6.23.2011

Lincoln Brought Them All Home

After Abraham Lincoln's death and funeral service in Washington D.C., his body was carried westward to Springfield, Illinois and its final rest. Along the way, the train stopped and the body was transported to government buildings in order that citizens could pay their respects. Stops were made in about 10 cities including Philadelphia, New York, Cleveland and Chicago. And over the hundreds of miles where the train never stopped, still the mourners came to the tracks to observe the passing.

From the book:

The twenty-day death pageant transfigured Abraham Lincoln from man to myth. On the day he was murdered, he was not universally loved - even in the North. His traveling corpse became a touchstone that offered catharsis for all the pain the American people had suffered and stored up over four bloody years of civil war. For whom did they mourn? For their slain president, of course. But the outpouring of national sorrow could not be for just one man. "Not for you, for one alone;/Blossoms and branches green to coffins all I bring," wrote Walt Whitman.

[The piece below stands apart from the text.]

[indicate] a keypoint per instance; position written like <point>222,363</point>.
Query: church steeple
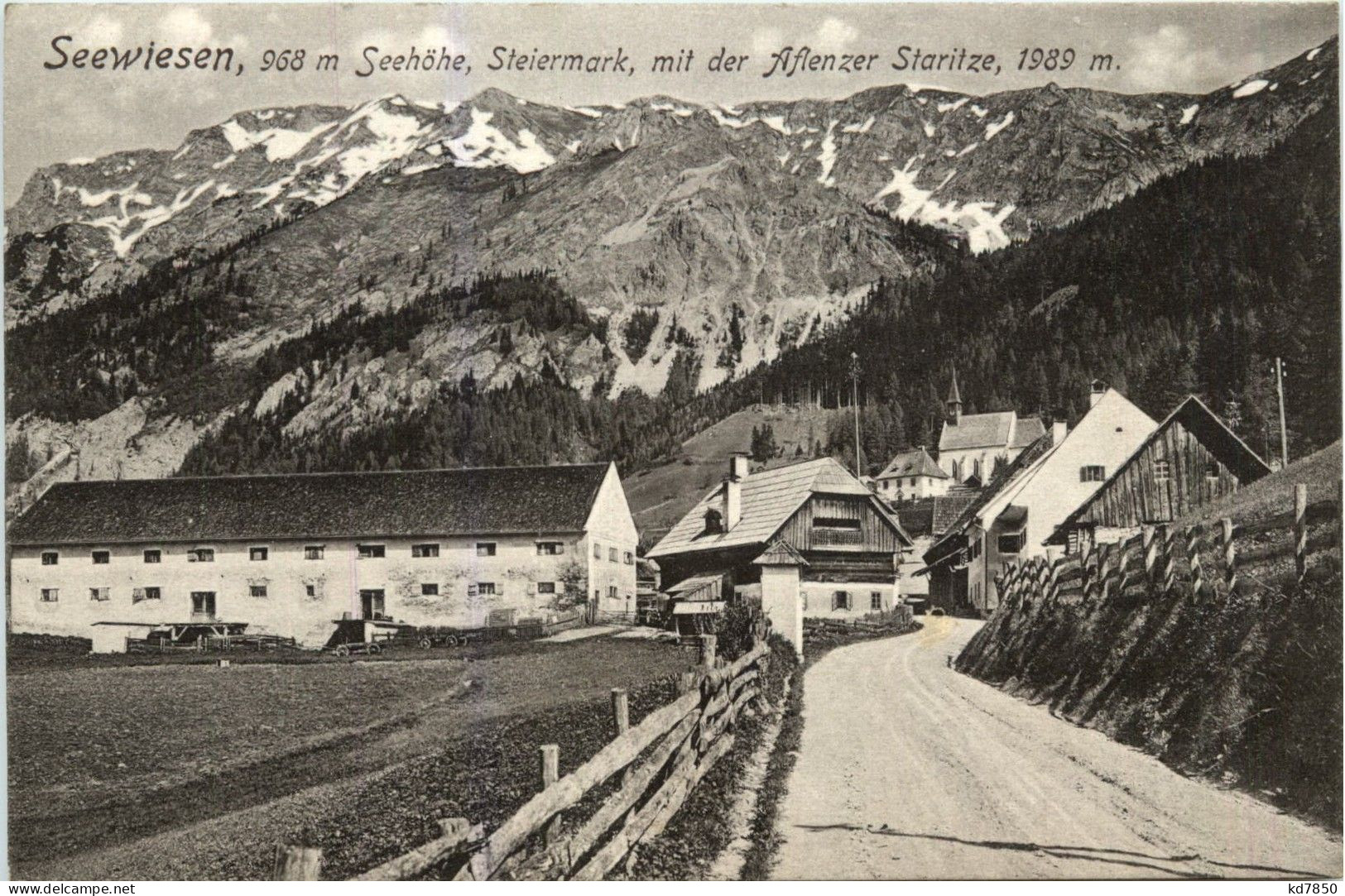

And so they mourned, not for this one man alone but for all of the men; for every son, every brother, every lover, and every husband, and every father lost in that war. It was a though, on that train, in that coffin, they were all coming home. Lincoln's death pageant for Abraham Lincoln was a glorious farewell to him and to the three hundred and sixty thousand men of the Union who, like their Father Abraham, had perished for cause and country.